By Luman Cans Harris
“Where did you work as a young man, Luman?” the visitor asked.
It was Baxterson. He lived next door. Occasionally, he wandered over and we sat at the kitchen table in the fading light.
“I worked for the Frostie Company. Do you remember them?”
“No.”
“Root beer. I worked in the bottling plant.”
“Sounds stupid. Like something you made up. I would have known about them,” Baxterson said.
“They went out of business. They never did well anyway. The owner, Mr. Frostie, suffered from several mental illnesses. But they did give me a nice pension.”

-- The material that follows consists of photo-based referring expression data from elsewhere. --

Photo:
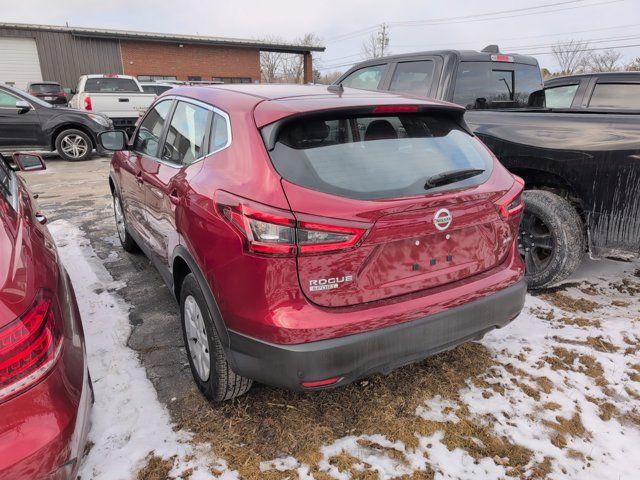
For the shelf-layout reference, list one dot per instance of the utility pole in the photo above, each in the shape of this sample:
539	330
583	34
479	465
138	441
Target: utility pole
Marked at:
383	38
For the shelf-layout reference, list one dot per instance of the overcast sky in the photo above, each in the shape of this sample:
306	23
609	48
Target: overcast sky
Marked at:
518	25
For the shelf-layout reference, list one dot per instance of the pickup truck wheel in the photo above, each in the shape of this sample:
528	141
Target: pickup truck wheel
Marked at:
207	359
126	240
551	241
73	145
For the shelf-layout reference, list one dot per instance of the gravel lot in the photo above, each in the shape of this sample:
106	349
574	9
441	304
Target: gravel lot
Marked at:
554	395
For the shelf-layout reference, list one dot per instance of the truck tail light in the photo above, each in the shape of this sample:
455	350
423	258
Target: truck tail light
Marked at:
29	346
511	204
277	232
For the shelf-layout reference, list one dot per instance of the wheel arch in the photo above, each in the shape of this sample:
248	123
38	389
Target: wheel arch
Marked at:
72	126
182	265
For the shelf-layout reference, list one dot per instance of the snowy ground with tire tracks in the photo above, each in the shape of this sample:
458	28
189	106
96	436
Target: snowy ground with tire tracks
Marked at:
557	396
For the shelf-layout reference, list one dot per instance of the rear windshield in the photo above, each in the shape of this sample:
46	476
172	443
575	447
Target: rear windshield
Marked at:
45	88
377	157
481	85
109	85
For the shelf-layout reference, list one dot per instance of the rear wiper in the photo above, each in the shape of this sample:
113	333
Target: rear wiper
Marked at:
451	176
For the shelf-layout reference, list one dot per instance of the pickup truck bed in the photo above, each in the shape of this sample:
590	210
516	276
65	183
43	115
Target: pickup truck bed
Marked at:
580	159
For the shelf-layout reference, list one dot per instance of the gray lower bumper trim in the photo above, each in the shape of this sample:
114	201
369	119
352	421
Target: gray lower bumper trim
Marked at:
382	350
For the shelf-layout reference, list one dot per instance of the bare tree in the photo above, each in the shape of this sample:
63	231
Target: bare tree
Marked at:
329	77
570	55
606	61
634	66
278	67
377	44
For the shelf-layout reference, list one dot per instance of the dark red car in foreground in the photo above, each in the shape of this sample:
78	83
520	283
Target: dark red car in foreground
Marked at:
316	235
45	396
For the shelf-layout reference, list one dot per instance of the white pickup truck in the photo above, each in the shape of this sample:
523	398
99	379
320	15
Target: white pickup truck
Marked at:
119	97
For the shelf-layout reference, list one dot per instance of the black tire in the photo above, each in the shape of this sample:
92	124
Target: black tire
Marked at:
222	383
83	145
126	240
552	239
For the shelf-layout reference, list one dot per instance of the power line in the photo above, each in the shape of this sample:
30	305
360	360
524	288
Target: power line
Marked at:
474	18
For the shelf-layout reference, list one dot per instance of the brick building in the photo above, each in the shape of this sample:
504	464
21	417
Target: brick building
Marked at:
62	54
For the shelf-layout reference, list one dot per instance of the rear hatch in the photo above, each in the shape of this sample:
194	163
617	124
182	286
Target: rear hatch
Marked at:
415	196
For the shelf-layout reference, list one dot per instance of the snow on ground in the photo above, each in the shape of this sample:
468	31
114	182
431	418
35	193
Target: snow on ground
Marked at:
565	386
563	390
128	421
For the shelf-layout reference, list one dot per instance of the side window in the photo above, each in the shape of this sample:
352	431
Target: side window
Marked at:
220	133
560	97
7	100
367	78
413	77
148	137
623	96
186	135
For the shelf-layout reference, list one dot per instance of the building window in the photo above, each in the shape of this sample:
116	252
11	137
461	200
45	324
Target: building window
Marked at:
156	78
232	79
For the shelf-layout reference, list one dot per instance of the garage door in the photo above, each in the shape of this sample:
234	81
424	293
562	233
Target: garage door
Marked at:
19	62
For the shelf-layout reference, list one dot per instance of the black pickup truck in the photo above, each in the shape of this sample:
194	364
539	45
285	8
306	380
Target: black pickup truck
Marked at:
574	140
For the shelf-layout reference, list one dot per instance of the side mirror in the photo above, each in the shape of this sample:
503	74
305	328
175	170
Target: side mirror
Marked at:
23	105
113	140
29	162
537	99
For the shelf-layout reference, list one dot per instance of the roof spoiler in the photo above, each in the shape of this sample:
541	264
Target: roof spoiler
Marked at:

“Bunch of lies. Bunch of god damned lies.”
It always went like this. Baxterson not believing anything I said, always getting aggressive about it. I wished he would leave.

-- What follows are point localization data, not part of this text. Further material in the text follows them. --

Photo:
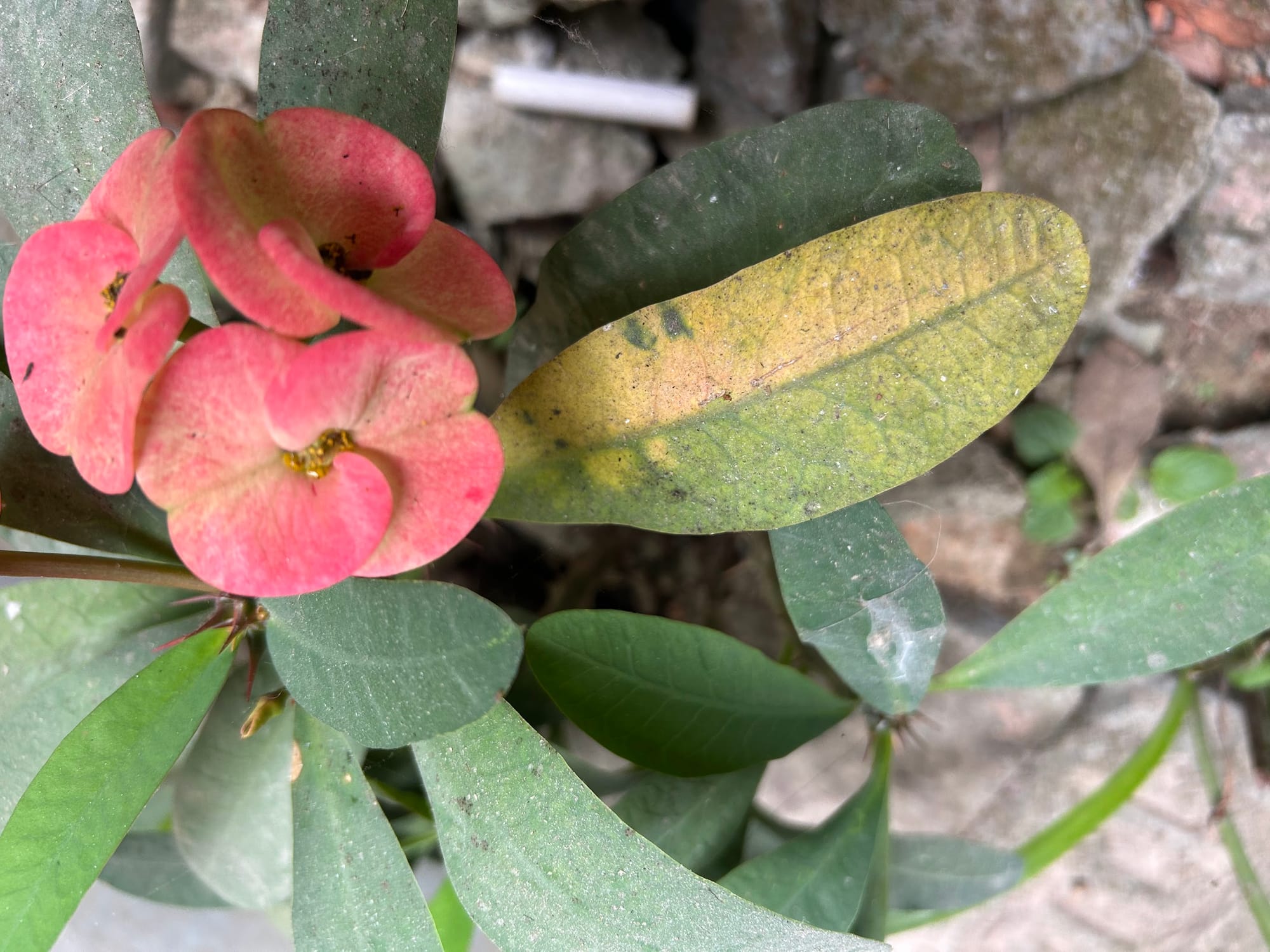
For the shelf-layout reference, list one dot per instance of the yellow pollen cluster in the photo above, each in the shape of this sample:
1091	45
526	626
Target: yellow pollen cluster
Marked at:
335	256
317	460
111	293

He got up and went over to a giant microwave oven that sat atop the fridge. It was ancient, barely operable– I didn’t use it often.
“What kind of stupid thing is this?” he asked. He fiddled with the knobs (it had knobs).
“Listen, Baxterson, I need to start thinking about getting to bed.”
His shoulders suddenly slumped. “It’s only nine, Luman. You wouldn’t believe the evening I have planned for us.”
I sighed. Everything hurt. I was beginning to worry about cancer. That would be the kind of thing that would happen to me. Some rare form of cancer. Nobody would find me for months.
“Excuse me a minute,” I said. I went to the bedroom. It was dark in there– the last bit of summer sunlight had faded. I put a fan on and reached into the bedside table, felt the cool steel of the old Child Scouts hunting knife. I had kept it all these years.
I came back into the kitchen with the knife extended in front of me.
“LEAVE NOW OR I WILL CUT YOU!”
He laughed a bit. “What are you trying to pull Harris?”
I lunged at him– he dodged and the knife went into the fridge. “GO ON, I TOLD YOU I’D CUT YOU.”
He turned into the sink, stumbled and then took off towards the door. I listened to his footfall down the staircase.
I undressed and got into bed with the latest Dean T. Pibbs novel. The premise was that some terrorists attacked a large carnival. It seemed promising.
Everything seems promising though for an old man who lives alone.